On another note, the line has held well today. Assaults came in sectors 25-30 simultaneously. Todays report claims roughly 2300 KIA but enemy denied. Much lower a death toll than previous assaults. Barrages preceded the assault at 0530 with the enemy reaching the firestep 30 minutes later. Hand to hand was intense however not for very long. grenades and other explosives were used to soften up our line to medium effect. It took roughly two hours for our troops to secure the trench again, and cleanup and resupply are under way now. 

There will be a reply assault in the morning. Command has ordered the entire 5th Vorsek Reserve into the maneuver. Hopefully we will see some gains this time around. Discipline has been a main concern throughout the line. The desertion rate is high, and more men seem to go mad every hour they sit. I have personally executed 65 men found wanting in the last three days. I try to convey to the men a casual attitude as much as i can. I want them relaxed but i want them focused. sometimes i even remove my storm coat and cap, fork them on the end of my sword and high step around the trench to generate some humor. it didn't work today.

I do what i can for the men. I tell them heroic tales and assure them that there are glorious days ahead. I tend to wonder though. I wonder if any of us will ever see a day of quiet. A day where we can sleep through the night without explosions shaking us from our beds. I dont think we ever will.

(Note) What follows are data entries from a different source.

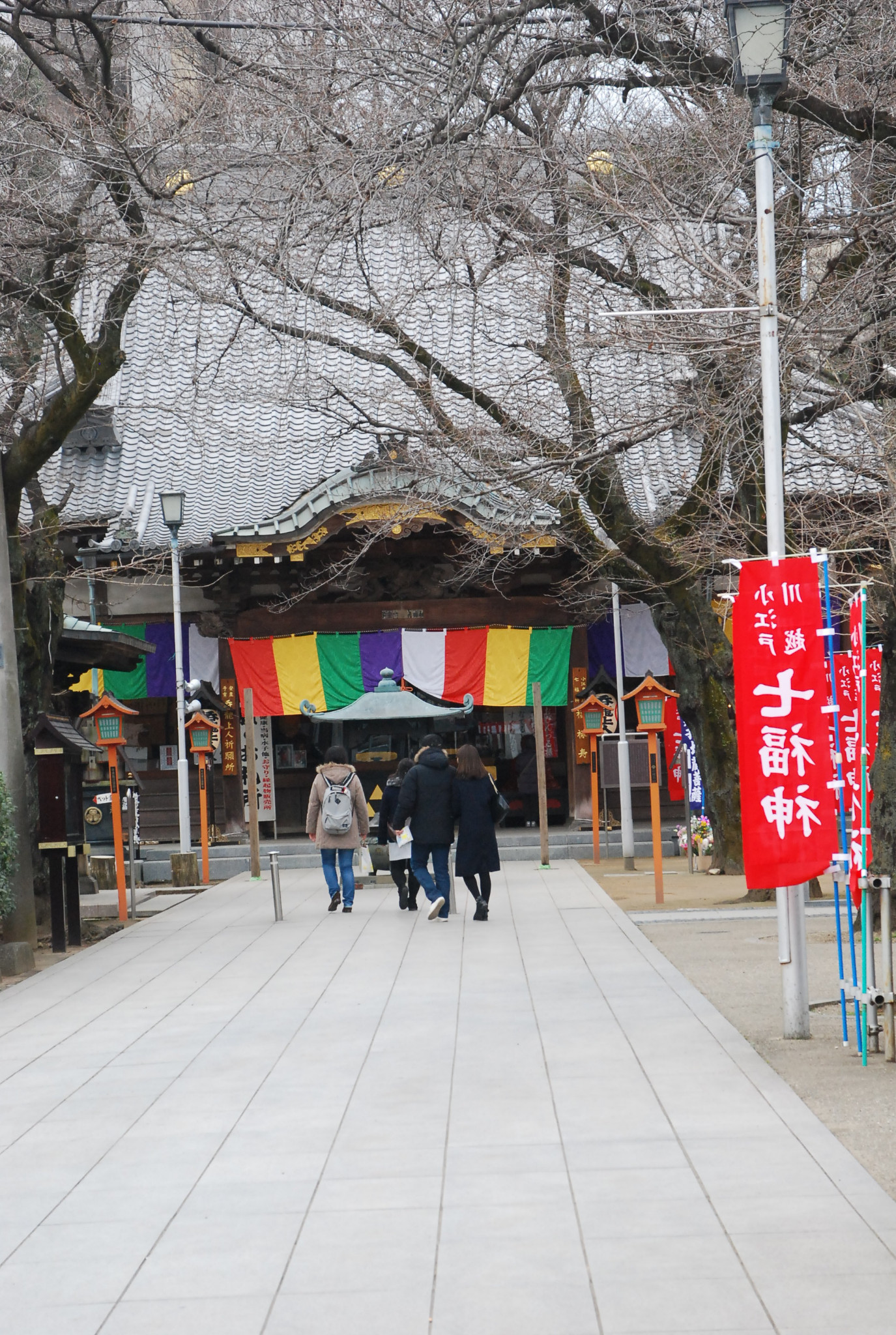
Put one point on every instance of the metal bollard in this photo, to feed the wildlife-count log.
(276, 881)
(887, 948)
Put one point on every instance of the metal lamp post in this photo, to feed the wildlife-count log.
(760, 33)
(173, 516)
(626, 774)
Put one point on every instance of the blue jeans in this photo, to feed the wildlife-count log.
(329, 858)
(442, 884)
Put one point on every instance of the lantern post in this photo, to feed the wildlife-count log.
(202, 742)
(109, 714)
(173, 505)
(649, 700)
(593, 724)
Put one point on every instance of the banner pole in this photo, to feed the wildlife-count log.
(252, 785)
(842, 808)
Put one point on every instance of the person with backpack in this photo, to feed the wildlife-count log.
(476, 804)
(425, 800)
(338, 823)
(399, 855)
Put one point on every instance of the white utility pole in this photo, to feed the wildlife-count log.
(173, 505)
(622, 751)
(183, 764)
(22, 924)
(791, 904)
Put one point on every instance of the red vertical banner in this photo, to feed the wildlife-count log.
(851, 737)
(672, 741)
(780, 692)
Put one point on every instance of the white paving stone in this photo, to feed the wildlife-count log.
(534, 1126)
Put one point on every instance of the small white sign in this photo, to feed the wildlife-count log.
(167, 757)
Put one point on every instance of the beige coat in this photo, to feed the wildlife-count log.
(360, 820)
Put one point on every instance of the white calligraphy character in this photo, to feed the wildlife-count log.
(799, 749)
(779, 811)
(775, 755)
(805, 811)
(785, 693)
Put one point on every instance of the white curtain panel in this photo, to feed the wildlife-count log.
(643, 651)
(203, 658)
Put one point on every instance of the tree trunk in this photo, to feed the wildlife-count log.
(20, 926)
(38, 593)
(705, 682)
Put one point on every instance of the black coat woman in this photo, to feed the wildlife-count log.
(474, 802)
(399, 855)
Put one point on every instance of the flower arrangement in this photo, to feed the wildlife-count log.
(701, 835)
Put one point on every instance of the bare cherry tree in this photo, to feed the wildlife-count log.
(474, 222)
(113, 147)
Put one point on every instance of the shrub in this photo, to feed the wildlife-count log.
(8, 851)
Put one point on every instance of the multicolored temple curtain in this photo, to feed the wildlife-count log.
(496, 665)
(155, 675)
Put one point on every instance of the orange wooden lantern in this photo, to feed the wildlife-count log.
(593, 722)
(202, 742)
(649, 700)
(109, 714)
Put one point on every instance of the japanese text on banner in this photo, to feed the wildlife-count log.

Ah, it seems the enemy guns have finally taken a breather. I'm sure Command will issue the go-ahead soon. Emperor willing i will write again tomorrow. If not, may he guide my soul. 

Charging forth in the Emperors light,

Commissar David Ploss_

Hi everyone, i just wanted to contribute a little to this wondeful thread about beginnings. i have always been fond of the journal entry beginning myself, because it allows me to convey the thoughts of my characters more personally. i've always liked to create and display a character in this way. Normally i'll sit down and think, what does this character cherish in life, how does he/she think of others. and then i'll put it down as if i was actually writing a journal entry myself. if you choose to start a tale this way, make sure that you keep each paragraph short and to the point. Try and keep it realistic while still providing the detail that is required for a reader to be able to picture the setting and story in their head. It can be insightful or slightly vague. either way, it needs to be able to summarize whatever the current situation is. I'll do a little explaining later about what it all includes. probably in a separate thread just devoted to the journal entry beginnings. but for right now, i just provided an example for what my beginning generally look like.

cheers, :drinks:

Commissar Ploss


----------



## Vaz (Mar 19, 2008)

_I remember the choosing well. It was violence, right the way through.

We knew these men among men – huge men, armoured men, noble men – were there to take use to become one among them. They were men, for that was what the Bard had said. The bard was not one of us, yet he was not one of them.

We are a proud tribe’s people – this planet, our world, we are told, by the Bard, that this is but one among many. I did not know this, but the Bard had spoken. It must be true. He had been with them. He told us, that despite our factions, our tribes, our alliances and allegiances, we are but one people, one people among many. There was many a time when I wondered at what the Bard had said, what he meant, but it was not my place to wonder. It was my place to do.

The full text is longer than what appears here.